For what it's worth, many (most/all?) programmers I know in person
don't have the slightest clue about Category Theory and they may have
known about abstract algebra once upon a time but certainly don't
remember any of it now. They usually understand the concepts perfectly
well enough but by "lay terms" or by no particular name at all.
Personally, I don't mind it too much if the generic typeclasses are
named using extremely accurate terms like Monoid, but saying that
someone should then look up the abstract math concept and try to map
this to something very concrete and simple such as a string seems like
wasted effort.
Usually when encountering something like "Monoid" (if I didn't already
know it), I'd look it up in the library docs. The problem I've had
with this tactic is twofold:
First, the docs for the typeclass usually don't give any practical
examples, so sometimes it's hard to be sure that the "append" in
"mappend" means what you think it means.
Second is that there appears to be no way to document an _instance_.
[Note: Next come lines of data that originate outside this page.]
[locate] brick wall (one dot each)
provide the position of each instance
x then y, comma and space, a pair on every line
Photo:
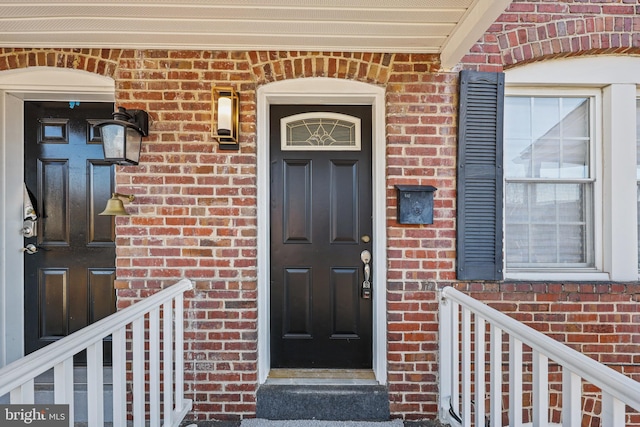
195, 209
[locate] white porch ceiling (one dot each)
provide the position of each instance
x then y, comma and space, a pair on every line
445, 27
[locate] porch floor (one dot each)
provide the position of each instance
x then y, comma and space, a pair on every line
321, 377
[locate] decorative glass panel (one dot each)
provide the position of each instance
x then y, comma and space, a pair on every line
547, 225
320, 131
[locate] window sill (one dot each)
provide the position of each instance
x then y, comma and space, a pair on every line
558, 276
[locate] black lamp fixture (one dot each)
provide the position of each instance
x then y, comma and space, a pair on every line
226, 117
122, 136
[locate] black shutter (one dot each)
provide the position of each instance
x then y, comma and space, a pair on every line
480, 118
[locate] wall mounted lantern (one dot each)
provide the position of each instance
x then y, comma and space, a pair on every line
226, 117
122, 136
115, 205
415, 204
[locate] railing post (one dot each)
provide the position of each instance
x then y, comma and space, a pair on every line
496, 377
137, 348
119, 369
154, 367
540, 389
465, 413
446, 355
179, 339
571, 399
167, 353
63, 385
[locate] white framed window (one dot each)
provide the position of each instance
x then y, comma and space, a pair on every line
551, 180
320, 131
573, 214
638, 171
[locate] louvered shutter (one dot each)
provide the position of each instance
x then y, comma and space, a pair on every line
479, 232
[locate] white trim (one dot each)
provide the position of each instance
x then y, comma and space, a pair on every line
323, 91
616, 79
470, 29
17, 86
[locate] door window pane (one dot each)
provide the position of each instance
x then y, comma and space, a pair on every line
547, 225
548, 183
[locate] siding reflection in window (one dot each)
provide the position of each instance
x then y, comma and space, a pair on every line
548, 183
638, 170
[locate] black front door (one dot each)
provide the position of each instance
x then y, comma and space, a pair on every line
69, 280
321, 221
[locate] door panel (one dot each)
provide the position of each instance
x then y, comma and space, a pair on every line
69, 280
320, 208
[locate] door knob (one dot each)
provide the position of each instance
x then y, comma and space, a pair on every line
365, 256
30, 249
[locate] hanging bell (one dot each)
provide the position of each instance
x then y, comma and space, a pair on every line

It would be really handy if there were even a single line under
"Instances > Monoid ([] a)" that explained how the type class was
implemented for the list type. As it is, if you know what a Monoid is
already, it's easy to figure out how it would be implemented. If you
don't, you're either stuck reading a bunch of pages on the generic
math term monoid and then finally realizing that it means
"appendable" (and other similar things), or grovelling through the
library source code seeing how the instance is implemented.
My 2 cents,
-Ross
On Jan 15, 2009, at 11:36 AM, Lennart Augustsson wrote:
Most people don't understand pure functional programming either. Does
that mean we should introduce unrestricted side effects in Haskell?
-- Lennart
On Thu, Jan 15, 2009 at 4:22 PM, Thomas DuBuisson
<thomas.dubuis...@gmail.com> wrote:
On Thu, Jan 15, 2009 at 4:12 PM, Sittampalam, Ganesh
<ganesh.sittampa...@credit-suisse.com> wrote:
Lennart Augustsson wrote:
I have replied on his blog, but I'll repeat the gist of it here.
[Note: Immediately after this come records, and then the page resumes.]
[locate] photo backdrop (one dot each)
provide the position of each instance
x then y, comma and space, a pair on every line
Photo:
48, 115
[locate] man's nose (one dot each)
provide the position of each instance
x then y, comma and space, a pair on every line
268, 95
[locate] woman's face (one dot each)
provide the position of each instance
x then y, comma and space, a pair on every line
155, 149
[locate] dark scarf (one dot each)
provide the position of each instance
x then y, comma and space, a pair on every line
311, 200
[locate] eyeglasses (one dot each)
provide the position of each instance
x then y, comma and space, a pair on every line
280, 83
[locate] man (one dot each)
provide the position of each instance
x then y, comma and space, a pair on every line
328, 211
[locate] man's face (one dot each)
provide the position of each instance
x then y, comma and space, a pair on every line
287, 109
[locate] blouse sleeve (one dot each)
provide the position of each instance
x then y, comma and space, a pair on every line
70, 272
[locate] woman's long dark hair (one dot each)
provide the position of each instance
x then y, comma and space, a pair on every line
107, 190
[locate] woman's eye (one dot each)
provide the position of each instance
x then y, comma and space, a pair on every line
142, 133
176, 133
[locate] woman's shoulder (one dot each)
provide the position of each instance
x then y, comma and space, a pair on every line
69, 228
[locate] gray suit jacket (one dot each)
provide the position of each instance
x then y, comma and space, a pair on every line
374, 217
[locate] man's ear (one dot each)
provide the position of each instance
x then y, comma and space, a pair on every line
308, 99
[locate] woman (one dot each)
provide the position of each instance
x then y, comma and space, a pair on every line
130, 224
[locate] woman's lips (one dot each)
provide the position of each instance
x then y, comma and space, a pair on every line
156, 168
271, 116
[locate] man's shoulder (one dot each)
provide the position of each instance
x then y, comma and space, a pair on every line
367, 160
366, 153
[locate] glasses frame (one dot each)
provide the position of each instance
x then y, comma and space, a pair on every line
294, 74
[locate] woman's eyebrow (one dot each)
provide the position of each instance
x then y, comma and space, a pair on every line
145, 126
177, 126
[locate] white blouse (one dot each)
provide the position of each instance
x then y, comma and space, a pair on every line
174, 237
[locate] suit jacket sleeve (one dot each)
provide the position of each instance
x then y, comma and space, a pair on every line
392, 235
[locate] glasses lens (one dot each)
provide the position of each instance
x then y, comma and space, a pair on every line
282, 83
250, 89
Why is there a fear of using existing terminology that is exact?
Why do people want to invent new words when there are already
existing ones with the exact meaning that you want? If I see
Monoid I
know what it is, if I didn't know I could just look on Wikipedia.
If I see Appendable I can guess what it might be, but exactly what
does it mean?
I would suggest that having to look things up slows people down
and might distract them from learning other, perhaps more useful,
things about the language.
Exactly. For example, the entry for monoid on Wikipedia starts:
"In abstract algebra, a branch of mathematics, a monoid is an
algebraic structure with a single, associative binary operation and
an
identity element."
I've had some set theory, but most programmers I know have not.